¿Es aconsejable una política fiscal contracíclica?




La abrupta desaceleración que está experimentando la economía ha llevado a que las autoridades de gobierno anuncien que la política fiscal cumplirá un rol contracíclico. Esto se refleja en la Ley de Presupuestos 2015, recientemente enviada al Congreso, que contempla una expansión del gasto de 9,8% y de 27,5% en la inversión. No obstante, la efectividad de un estímulo fiscal cíclico sigue siendo un tema controversial en economía.

En 2002, Martin Feldstein argumentaba que existía un amplio acuerdo entre los economistas respecto de que una política fiscal discrecional contracíclica no ha contribuido a la estabilidad, e incluso ha sido desestabilizadora en el pasado.

El análisis keynesiano clásico concluye que el gasto fiscal tiene un efecto multiplicador que justificaría la política fiscal contracíclica al elevar el PIB y reducir el desempleo. No obstante, si las expectativas de las personas consideran el futuro y, en particular, cómo se pagará el mayor gasto del gobierno, su efecto multiplicador en la demanda agregada tiende a cero. Además, el rezago en la implementación de la política fiscal lleva a que no sea un instrumento adecuado para atenuar las fluctuaciones cíclicas y más bien tiende a ser desestabilizadora.

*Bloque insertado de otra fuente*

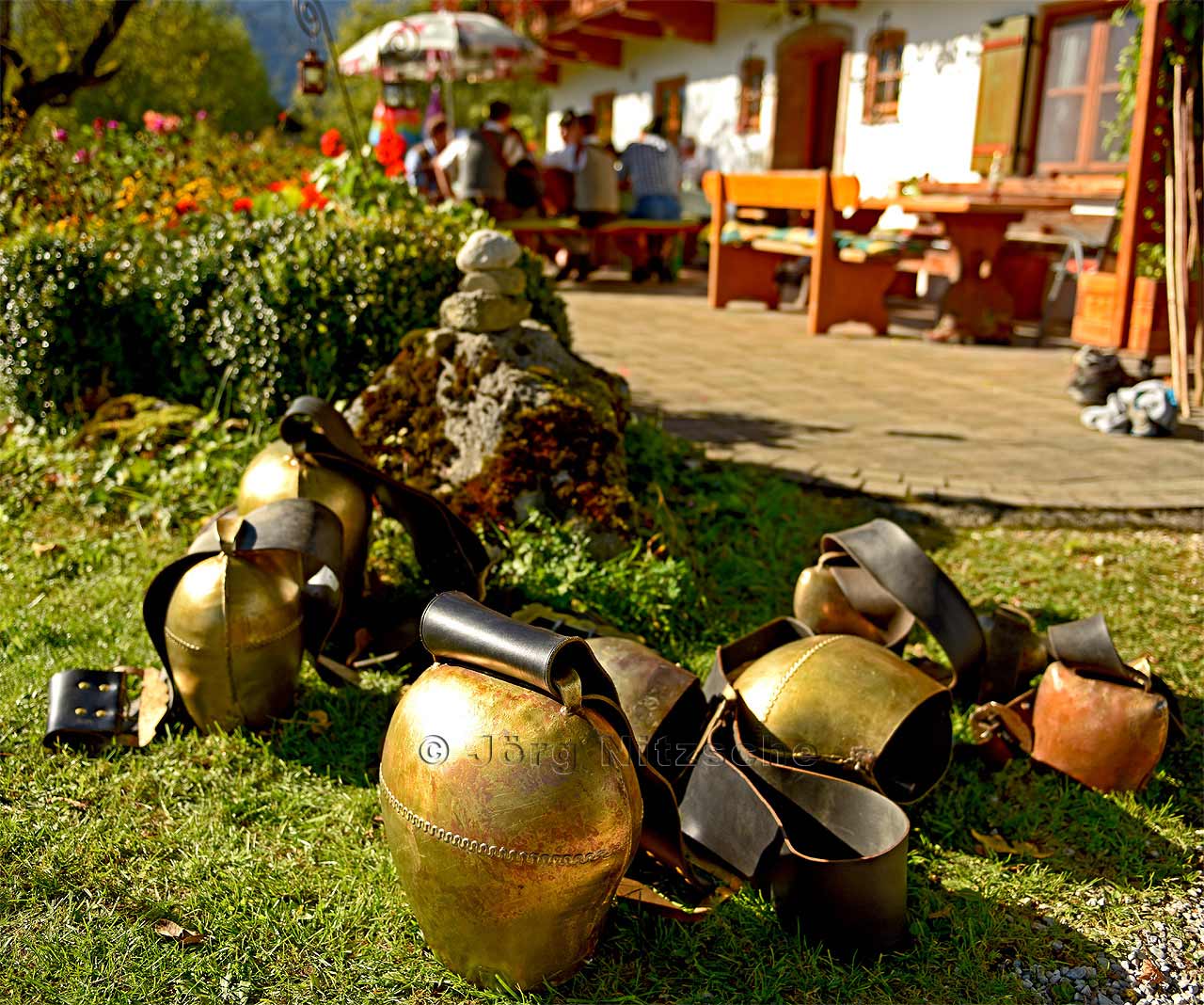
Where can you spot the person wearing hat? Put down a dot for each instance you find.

Este acuerdo parece haber cambiado con la crisis financiera de 2008-2009, cuando los países implementaron paquetes fiscales muy contundentes. Sin embargo, la evidencia respecto de su efectividad sigue siendo discutible. Por ejemplo, las rebajas transitorias de impuestos aplicadas en EE.UU. en 2008, a diferencia de una permanente que cambia los incentivos, se ahorraron sin un efecto significativo en el consumo, que era lo buscado para aumentar la demanda y reactivar la economía.

En Chile, el objetivo central de la regla fiscal es que los gastos de gobierno dependan de sus ingresos de largo plazo: ingresos ajustados por el ciclo de actividad y del precio del cobre.

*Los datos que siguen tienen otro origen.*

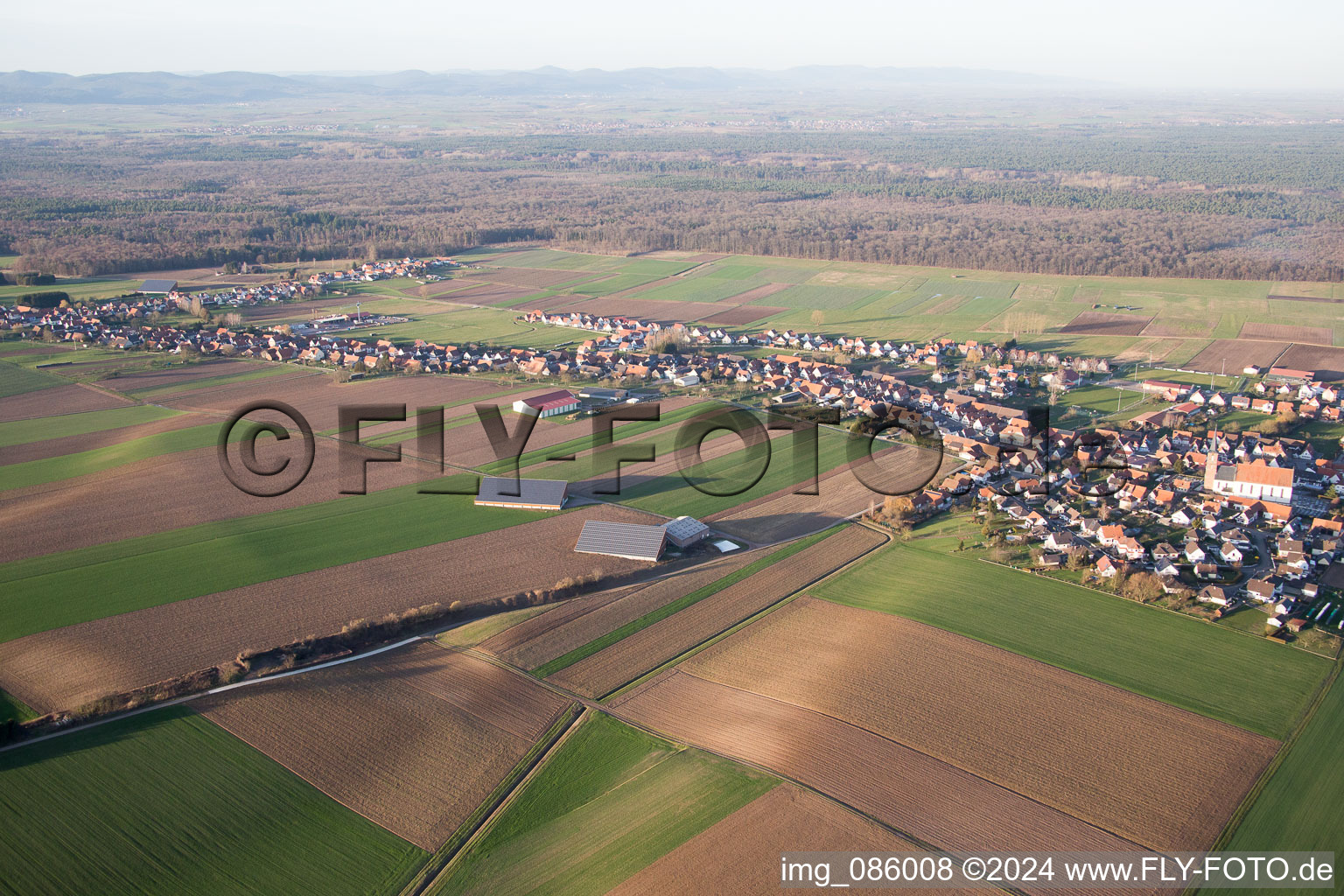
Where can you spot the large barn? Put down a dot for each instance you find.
(622, 540)
(527, 494)
(158, 286)
(547, 404)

Esto permite que el gasto público sea acíclico y no tenga el comportamiento procíclico, común en muchas economías emergentes, al expandirse en los momentos de auge y contraerse en las recesiones, lo que tiende a agudizar el ciclo económico.

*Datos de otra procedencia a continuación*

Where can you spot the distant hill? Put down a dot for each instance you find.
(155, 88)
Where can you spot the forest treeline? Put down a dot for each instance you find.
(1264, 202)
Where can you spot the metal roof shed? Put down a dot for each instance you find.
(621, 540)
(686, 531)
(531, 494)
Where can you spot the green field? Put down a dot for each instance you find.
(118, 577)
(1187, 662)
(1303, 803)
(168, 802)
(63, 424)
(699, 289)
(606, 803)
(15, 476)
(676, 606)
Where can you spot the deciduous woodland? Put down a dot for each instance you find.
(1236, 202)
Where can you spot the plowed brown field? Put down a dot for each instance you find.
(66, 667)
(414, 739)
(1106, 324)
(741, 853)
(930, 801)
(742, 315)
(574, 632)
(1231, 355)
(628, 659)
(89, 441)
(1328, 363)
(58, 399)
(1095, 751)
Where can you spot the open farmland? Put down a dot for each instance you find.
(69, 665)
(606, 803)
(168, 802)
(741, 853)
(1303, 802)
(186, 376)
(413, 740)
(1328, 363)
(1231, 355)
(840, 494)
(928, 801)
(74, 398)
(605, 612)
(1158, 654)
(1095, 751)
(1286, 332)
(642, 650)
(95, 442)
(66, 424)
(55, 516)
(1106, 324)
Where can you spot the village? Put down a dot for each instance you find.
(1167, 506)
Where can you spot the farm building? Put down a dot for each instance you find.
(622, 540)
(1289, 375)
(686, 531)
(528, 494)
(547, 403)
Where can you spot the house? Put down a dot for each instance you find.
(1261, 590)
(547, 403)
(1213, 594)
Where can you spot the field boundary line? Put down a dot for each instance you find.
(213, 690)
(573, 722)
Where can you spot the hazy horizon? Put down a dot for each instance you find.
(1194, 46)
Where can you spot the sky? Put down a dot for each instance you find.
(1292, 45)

Claramente, los gobiernos deben incurrir en déficits efectivos durante un proceso de desaceleración, pero es la meta del balance cíclicamente ajustado (estructural) la que permite determinar el grado de contraciclicidad de la regla. Por ejemplo, para la crisis subprime de 2008-2009, el gasto se expandió 16,5% durante 2009 y el déficit cíclicamente ajustado alcanzó 3,1% del PIB, pero no se logró evitar una caída de 1% del PIB. En 2015, el déficit ajustado por el ciclo sería mayor a 1%, el cual había alcanzado 0,5% en 2013. El problema es que el mayor gasto en el ciclo puede ser poco productivo, dada la premura por ejecutarlo y, además, termina siendo, al menos parcialmente, permanente, generando eventuales problemas de sostenibilidad fiscal. Si al final la respuesta es más impuestos, tendríamos una trayectoria aun menor de crecimiento de tendencia de la economía.

Contrario a su discurso, el gobierno también ha introducido rasgos de prociclidad en la política fiscal al incrementar las tasas de impuestos justo cuando la economía se encuentra en un punto de bajo crecimiento. Es claro que un mayor gasto público financiado con el aumento de impuestos no tendrá efectos expansivos. En general, si la abrupta desaceleración responde a un ambiente de creciente incertidumbre como argumentamos en la columna pasada, que mantiene expectativas de menores ingresos y empleo futuro, un mayor estímulo fiscal de corto plazo que no apunta a resolver esto es incapaz de generar una recuperación sostenida de la actividad.

Los esfuerzos por destrabar proyectos de energía e infraestructura, incentivar la productividad, mejorar la calidad de la educación, flexibilizar el mercado laboral, elevar la competencia de los mercados son bienvenidos; pero no constituyen una política contracíclica, sino una para incrementar el crecimiento de tendencia.